There were outraged responses to this news from both puritans — ‘The brewers are assuming that the British people will need double-strength beer… to celebrate the Queen’s solemn act of dedication to the service of God’ — and presumably from drinkers, as the brewers were accused of profiteering from the Coronation.
The Brewers’ Society stated yesterday: ‘Any suggestion that brewery companies will be making big profits from Coronation ales is completely unwarranted. These special brews are uneconomic to produce. They involve changes in the brewery routine, special labels, and sometimes special bottles… The demand for them is very difficult to predict. The purpose in brewing them is to give people something special in which to drink the Queen’s health.’ (Guardian, 4 December 1952.)

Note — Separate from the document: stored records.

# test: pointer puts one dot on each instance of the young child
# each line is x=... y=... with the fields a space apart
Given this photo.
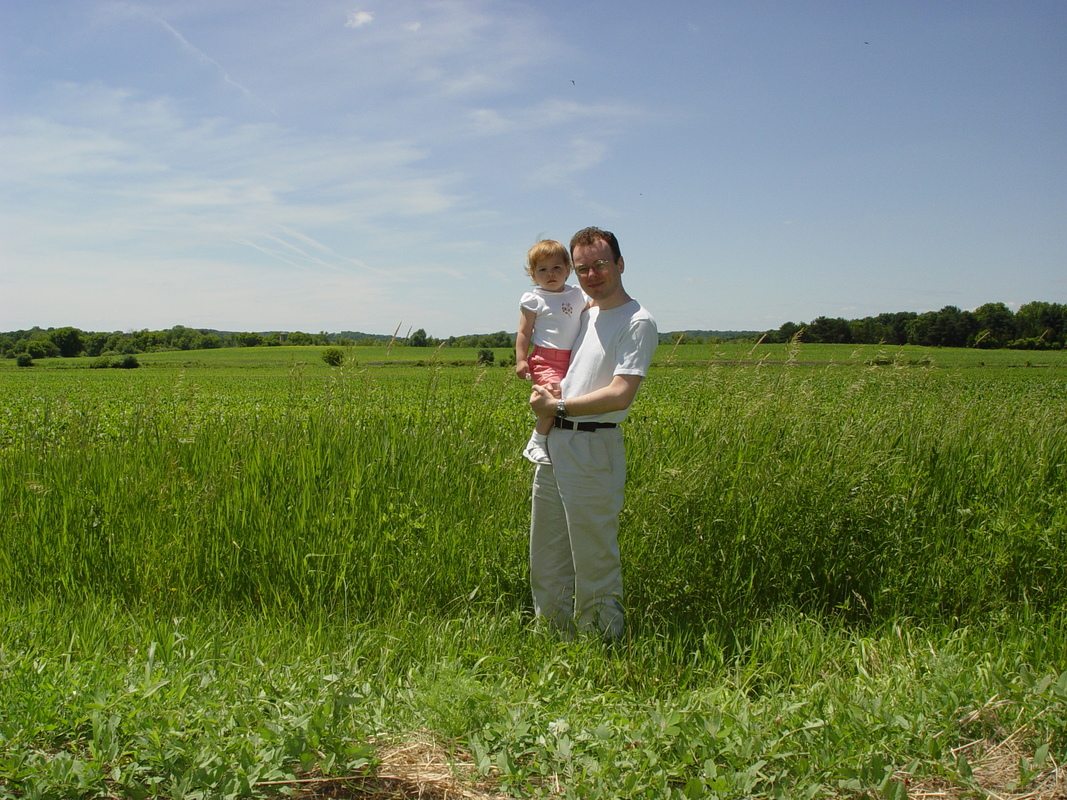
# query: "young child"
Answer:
x=551 y=317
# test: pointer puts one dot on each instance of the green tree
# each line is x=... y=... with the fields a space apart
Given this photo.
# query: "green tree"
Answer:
x=333 y=356
x=996 y=325
x=248 y=339
x=68 y=340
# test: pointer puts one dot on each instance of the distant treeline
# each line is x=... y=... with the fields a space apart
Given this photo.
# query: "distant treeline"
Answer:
x=1035 y=325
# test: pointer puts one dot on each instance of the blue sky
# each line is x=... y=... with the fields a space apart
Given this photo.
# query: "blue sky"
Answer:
x=285 y=164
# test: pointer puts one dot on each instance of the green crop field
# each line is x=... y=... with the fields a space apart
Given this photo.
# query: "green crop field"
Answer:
x=242 y=573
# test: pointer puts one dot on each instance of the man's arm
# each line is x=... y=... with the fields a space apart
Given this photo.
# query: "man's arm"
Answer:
x=616 y=396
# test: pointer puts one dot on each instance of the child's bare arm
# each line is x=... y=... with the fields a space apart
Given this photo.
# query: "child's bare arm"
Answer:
x=523 y=342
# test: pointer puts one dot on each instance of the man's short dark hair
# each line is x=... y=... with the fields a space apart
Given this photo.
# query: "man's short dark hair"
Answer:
x=593 y=235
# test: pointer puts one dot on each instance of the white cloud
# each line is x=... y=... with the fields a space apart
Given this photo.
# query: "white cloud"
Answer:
x=359 y=18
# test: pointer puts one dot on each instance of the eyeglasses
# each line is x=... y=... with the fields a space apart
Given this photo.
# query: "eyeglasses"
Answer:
x=584 y=269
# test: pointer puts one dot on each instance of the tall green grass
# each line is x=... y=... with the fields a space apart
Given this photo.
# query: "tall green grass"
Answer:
x=871 y=493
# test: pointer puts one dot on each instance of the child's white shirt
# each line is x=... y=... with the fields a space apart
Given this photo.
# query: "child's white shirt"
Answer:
x=558 y=316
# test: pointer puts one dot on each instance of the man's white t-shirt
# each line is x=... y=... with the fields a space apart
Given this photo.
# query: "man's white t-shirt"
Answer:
x=618 y=341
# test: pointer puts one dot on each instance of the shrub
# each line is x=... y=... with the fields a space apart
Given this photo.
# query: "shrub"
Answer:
x=333 y=356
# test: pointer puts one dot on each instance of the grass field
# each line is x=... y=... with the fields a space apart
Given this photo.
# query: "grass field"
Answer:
x=228 y=572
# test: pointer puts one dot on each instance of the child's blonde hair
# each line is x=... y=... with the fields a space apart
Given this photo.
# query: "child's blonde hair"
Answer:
x=547 y=249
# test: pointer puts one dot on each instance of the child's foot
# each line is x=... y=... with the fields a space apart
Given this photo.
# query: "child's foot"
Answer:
x=536 y=453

Several months later, the brewers were fully on the back foot, and having to explain why they wouldn’t be giving away free beer in their pubs on Coronation Day: ‘What brewers have to pay in tax alone out of sums for licensed house improvement would pay for seven or eight pints of free beer for every adult in the country’. The same Brewers’ Society spokesman also pointed out how difficult a ‘free beer’ scheme would be to administer: some drinkers might be tempted to claim six free pints in one pub, then move on to another and start afresh, and then another… (Guardian, 21 May 1953.)
Today, brewers are still asked to defend the prices of their limited edition, specially packaged, ‘event’ beers, and they still rely on similar sounding arguments.